L’édifice est réalisé en 1948, au moment où Fernand Pouillon et René Egger étaient associés. Il apparaît comme une œuvre de transition entre les bâtiments rationalistes d’avant-guerre et ceux de la période de la Reconstruction marqués par l’esprit de la modernité classique et la recherche d’un syncrétisme méditerranéen. Architecte local d’envergure internationale, Fernand Pouillon est aujourd’hui considéré au-delà même de nos frontières et son œuvre construite doit bénéficier d’une attention particulière. Pour les spécialistes et les amateurs d’architecture du XXe siècle, les édifices marseillais de Fernand Pouillon sont devenus – à côté de l’Unité d’Habitation Le Corbusier – des lieux de visite incontournables. A Aix-en-Provence son œuvre a été très dégradée avant d’être enfin reconnue. Il ne faut pas qu’il en soit de même à Marseille. Détruire la Station sanitaire serait méconnaître la place que tient aujourd’hui dans notre culture l’héritage de Fernand Pouillon et l’actualité de sa posture et de ses œuvres, attentives avant l’heure à répondre au critère de durabilité et à exprimer sans mièvrerie une identité locale.
Le deuxième argument concerne la qualité du projet proprement dit, son contenu et son programme.

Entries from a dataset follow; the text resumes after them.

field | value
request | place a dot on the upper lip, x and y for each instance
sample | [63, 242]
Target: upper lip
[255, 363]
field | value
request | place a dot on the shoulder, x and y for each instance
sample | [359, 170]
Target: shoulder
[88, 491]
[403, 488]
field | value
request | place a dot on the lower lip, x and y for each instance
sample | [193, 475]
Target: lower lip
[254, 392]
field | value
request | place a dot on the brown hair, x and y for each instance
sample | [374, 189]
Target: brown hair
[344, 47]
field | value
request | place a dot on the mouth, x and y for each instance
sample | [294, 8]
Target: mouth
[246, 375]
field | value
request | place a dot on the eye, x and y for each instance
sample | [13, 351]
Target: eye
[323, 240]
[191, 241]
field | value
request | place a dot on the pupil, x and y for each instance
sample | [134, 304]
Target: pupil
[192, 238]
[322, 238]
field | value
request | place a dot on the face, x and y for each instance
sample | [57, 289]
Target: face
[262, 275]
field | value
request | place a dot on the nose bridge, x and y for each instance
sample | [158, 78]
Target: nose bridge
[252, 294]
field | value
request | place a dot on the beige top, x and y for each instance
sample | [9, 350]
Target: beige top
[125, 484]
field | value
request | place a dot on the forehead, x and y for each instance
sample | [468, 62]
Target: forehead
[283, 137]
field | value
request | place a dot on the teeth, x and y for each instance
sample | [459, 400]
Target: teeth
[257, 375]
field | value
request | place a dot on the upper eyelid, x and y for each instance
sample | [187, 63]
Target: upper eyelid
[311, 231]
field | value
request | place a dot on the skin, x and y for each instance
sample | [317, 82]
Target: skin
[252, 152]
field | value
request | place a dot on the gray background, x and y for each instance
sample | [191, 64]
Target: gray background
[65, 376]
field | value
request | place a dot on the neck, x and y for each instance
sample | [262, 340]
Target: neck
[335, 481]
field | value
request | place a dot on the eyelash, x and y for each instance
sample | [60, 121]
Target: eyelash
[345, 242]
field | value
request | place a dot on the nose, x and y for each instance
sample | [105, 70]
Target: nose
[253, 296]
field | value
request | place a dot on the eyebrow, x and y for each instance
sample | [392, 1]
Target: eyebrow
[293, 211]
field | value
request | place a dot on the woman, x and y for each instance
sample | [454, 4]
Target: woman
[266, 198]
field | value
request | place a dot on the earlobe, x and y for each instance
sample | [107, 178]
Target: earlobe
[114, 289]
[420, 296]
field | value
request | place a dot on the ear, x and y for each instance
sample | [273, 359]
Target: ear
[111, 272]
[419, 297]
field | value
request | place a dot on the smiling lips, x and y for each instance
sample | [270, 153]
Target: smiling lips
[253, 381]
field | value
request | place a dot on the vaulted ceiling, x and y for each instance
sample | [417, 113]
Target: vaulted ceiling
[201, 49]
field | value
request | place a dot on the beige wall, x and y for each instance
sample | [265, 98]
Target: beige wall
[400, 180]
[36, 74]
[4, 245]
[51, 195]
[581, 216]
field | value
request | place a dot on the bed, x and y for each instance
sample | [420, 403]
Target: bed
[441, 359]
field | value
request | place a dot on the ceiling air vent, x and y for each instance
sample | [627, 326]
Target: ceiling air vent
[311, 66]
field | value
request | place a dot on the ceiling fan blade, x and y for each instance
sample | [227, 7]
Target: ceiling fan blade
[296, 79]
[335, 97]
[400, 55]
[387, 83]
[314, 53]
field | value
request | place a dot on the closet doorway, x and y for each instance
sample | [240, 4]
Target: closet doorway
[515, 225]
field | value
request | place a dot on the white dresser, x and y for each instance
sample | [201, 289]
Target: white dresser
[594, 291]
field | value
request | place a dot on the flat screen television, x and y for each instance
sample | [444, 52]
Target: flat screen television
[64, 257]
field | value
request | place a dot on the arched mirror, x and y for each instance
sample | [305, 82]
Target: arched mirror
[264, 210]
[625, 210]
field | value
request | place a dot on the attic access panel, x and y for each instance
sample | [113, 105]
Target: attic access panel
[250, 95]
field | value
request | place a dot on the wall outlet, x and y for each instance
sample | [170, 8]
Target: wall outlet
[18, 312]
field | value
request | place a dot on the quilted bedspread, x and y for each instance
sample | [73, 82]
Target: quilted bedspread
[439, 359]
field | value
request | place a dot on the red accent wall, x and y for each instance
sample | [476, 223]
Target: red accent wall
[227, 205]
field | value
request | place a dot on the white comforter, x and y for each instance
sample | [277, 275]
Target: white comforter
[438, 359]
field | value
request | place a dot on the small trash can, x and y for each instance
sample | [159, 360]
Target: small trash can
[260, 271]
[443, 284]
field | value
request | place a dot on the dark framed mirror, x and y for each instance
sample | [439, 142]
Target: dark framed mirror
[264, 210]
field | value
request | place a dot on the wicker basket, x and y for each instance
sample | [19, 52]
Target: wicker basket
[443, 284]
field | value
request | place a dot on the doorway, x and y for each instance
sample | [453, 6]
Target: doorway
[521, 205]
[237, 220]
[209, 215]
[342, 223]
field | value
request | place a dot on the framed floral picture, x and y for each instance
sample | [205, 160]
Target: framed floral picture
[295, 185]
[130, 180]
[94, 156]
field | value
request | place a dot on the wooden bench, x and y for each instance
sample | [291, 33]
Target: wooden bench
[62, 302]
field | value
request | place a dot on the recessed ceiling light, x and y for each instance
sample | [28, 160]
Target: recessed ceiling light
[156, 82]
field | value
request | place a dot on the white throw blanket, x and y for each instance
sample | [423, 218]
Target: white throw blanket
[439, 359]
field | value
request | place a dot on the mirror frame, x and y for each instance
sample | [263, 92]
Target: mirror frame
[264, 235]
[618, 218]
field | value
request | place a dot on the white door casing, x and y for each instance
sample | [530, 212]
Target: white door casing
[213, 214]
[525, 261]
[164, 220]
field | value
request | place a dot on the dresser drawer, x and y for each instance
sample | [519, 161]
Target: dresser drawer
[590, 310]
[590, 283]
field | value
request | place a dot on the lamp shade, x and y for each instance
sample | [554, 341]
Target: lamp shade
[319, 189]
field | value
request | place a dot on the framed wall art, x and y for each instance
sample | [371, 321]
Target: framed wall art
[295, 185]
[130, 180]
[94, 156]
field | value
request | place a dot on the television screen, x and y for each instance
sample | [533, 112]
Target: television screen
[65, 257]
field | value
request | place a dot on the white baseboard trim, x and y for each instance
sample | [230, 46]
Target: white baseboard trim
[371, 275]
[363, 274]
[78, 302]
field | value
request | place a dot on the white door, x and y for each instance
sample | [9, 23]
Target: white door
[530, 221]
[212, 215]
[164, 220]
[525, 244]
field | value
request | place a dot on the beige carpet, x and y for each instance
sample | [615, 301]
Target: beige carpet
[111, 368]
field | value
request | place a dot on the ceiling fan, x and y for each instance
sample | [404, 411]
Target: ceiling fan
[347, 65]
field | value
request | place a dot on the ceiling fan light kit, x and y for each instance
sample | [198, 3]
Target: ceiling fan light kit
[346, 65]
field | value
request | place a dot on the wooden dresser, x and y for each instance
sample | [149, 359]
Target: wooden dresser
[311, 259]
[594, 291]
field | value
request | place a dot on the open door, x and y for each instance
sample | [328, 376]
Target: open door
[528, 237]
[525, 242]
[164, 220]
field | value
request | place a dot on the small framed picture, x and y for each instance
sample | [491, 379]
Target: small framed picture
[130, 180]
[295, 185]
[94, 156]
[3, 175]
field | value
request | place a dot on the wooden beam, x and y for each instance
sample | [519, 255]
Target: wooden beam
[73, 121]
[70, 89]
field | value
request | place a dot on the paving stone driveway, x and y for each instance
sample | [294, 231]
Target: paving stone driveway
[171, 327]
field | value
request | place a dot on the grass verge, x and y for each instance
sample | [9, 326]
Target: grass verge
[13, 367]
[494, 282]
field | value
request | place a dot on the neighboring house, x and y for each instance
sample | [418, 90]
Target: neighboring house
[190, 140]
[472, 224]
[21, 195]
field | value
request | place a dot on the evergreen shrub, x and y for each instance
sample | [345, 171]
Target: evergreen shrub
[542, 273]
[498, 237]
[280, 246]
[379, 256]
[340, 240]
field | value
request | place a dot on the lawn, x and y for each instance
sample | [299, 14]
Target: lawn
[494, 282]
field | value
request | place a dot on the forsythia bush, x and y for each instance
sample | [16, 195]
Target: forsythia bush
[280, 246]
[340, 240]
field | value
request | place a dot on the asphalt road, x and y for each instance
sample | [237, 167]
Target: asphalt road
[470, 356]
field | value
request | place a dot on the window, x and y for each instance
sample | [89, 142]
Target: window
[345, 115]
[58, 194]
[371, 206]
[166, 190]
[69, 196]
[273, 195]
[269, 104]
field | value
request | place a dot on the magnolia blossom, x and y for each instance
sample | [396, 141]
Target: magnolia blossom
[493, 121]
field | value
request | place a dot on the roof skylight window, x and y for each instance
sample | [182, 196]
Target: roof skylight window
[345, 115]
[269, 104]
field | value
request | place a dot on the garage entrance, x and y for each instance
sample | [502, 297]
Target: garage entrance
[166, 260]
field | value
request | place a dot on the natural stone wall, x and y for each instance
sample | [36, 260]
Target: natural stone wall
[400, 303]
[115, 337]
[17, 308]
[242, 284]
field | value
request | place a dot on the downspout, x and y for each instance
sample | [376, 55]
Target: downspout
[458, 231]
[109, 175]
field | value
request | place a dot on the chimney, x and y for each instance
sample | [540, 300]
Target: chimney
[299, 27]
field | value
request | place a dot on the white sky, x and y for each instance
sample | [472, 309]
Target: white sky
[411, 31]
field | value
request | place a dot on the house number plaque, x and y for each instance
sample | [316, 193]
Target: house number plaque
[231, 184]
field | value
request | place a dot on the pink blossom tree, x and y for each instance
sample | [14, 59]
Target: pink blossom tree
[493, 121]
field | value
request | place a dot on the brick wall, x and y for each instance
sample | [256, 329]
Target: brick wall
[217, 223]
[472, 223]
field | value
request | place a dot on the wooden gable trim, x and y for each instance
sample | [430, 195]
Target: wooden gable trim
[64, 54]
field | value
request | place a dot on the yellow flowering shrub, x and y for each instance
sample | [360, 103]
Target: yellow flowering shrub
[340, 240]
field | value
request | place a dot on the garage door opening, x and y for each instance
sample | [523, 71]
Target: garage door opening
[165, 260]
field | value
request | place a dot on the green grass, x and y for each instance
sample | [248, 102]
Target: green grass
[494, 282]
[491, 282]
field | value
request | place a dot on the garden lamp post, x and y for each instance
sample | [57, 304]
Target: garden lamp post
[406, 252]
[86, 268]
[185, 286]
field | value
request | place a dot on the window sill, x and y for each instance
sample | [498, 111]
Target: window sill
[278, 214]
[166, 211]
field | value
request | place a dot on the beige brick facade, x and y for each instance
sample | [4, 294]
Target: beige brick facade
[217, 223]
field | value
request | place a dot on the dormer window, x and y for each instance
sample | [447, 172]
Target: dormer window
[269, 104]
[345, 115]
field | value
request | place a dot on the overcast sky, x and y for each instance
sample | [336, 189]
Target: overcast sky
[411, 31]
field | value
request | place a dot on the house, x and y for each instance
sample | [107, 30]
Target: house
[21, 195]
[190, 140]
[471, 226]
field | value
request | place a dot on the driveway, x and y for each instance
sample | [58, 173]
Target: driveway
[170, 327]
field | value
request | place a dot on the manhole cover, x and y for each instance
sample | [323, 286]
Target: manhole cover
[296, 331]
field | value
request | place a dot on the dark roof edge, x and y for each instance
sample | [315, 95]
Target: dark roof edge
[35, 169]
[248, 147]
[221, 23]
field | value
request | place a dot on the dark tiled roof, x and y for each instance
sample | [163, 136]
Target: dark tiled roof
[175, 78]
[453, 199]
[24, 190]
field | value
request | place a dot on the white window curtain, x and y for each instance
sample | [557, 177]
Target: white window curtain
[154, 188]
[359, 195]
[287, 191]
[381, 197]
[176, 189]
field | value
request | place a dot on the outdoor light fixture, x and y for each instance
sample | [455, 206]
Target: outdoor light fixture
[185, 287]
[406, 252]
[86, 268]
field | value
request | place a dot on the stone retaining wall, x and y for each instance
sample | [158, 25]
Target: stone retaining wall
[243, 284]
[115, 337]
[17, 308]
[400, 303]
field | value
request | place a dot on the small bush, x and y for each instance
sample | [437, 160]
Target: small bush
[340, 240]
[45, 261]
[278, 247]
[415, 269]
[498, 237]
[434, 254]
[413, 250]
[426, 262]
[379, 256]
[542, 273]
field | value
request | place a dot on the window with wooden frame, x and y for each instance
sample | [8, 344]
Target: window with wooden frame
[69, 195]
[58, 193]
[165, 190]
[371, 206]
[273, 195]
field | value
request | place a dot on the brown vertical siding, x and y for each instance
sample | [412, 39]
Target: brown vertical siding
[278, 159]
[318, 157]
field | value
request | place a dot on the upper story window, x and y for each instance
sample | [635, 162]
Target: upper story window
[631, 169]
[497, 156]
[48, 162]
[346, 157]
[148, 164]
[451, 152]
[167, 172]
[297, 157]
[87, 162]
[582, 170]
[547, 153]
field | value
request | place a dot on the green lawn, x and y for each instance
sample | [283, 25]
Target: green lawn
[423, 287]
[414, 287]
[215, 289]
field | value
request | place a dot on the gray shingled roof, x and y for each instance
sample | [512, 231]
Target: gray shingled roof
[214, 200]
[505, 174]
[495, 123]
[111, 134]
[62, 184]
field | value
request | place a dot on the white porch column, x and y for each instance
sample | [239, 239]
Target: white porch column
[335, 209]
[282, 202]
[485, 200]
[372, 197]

A ce sujet, la Direction Régionale des Affaires Culturelles PACA est explicite : « (…) Les aménagements intérieurs ont fait l’objet, dans la mise en œuvre et le choix des matériaux, d’un soin extrême : sols en pierre polie ou en grès, parois du hall sud en pierre dure, comptoir d’accueil décoré de faïences de Pierre Sourdive, comptoir de sortie en bois d’une grande élégance, de même que le dessin de l’escalier sud. La station sanitaire constituant à sa livraison une sorte de prototype, les installations techniques furent très remarquées. (…) Enfin, sur le plan de la fonction, le bâtiment s’inscrit dans la tradition médicale, et plus particulièrement de contrôle sanitaire de Marseille : la ville a longtemps été à l’avant-garde dans ce domaine, en tant qu’accès en métropole. (…) ». Elément du dispositif portuaire et de santé, la station sanitaire est en effet l’héritière des lazarets des XVIIIe et XIXe siècles. Dès 1949 elle permet la désinfection des passagers qui arrivent à Marseille par les voies maritimes et aériennes, le dépistage des cas douteux et la prise en charge des malades. Son impressionnant dispositif de désinfection, toujours en place, en fait un « bâtiment machine » particulièrement évocateur et fascinant, qui est sans doute unique au monde. C’est un élément fort de la mémoire de la ville portuaire, ainsi que des espaces de la médecine à Marseille.
Le troisième argument porte sur ce qui précisément semble aujourd’hui le condamner : sa situation urbaine.
La Station sanitaire est au cœur de deux ensembles cohérents d’édifices qui présentent pour chacun d’eux un intérêt culturel de premier plan et qui fondent une part importante de l’identité et du paysage spécifique de Marseille. D’une part, l’ensemble des réalisations conçues dans le centre ville par Fernand Pouillon et René Egger : Immeubles du quartier reconstruit du Vieux-Port (La Tourette, alignement du quai…), Hôtel de Police, « Building » Canebière, Lycée Technique Colbert, etc. D’autre part, l’ensemble des constructions portuaires avec, tout près, les deux bâtiments de la Consigne à l’entrée du Port (l’un d’eux est le « bureau de santé » du XVIIIe siècle), le dock-entrepôt, le silo, le lazaret du Frioul, sans parler bien sûr de l’imposante infrastructure portuaire elle-même. Située au cœur et au croisement de ces deux systèmes, la Station sanitaire est porteuse d’un très fort potentiel patrimonial.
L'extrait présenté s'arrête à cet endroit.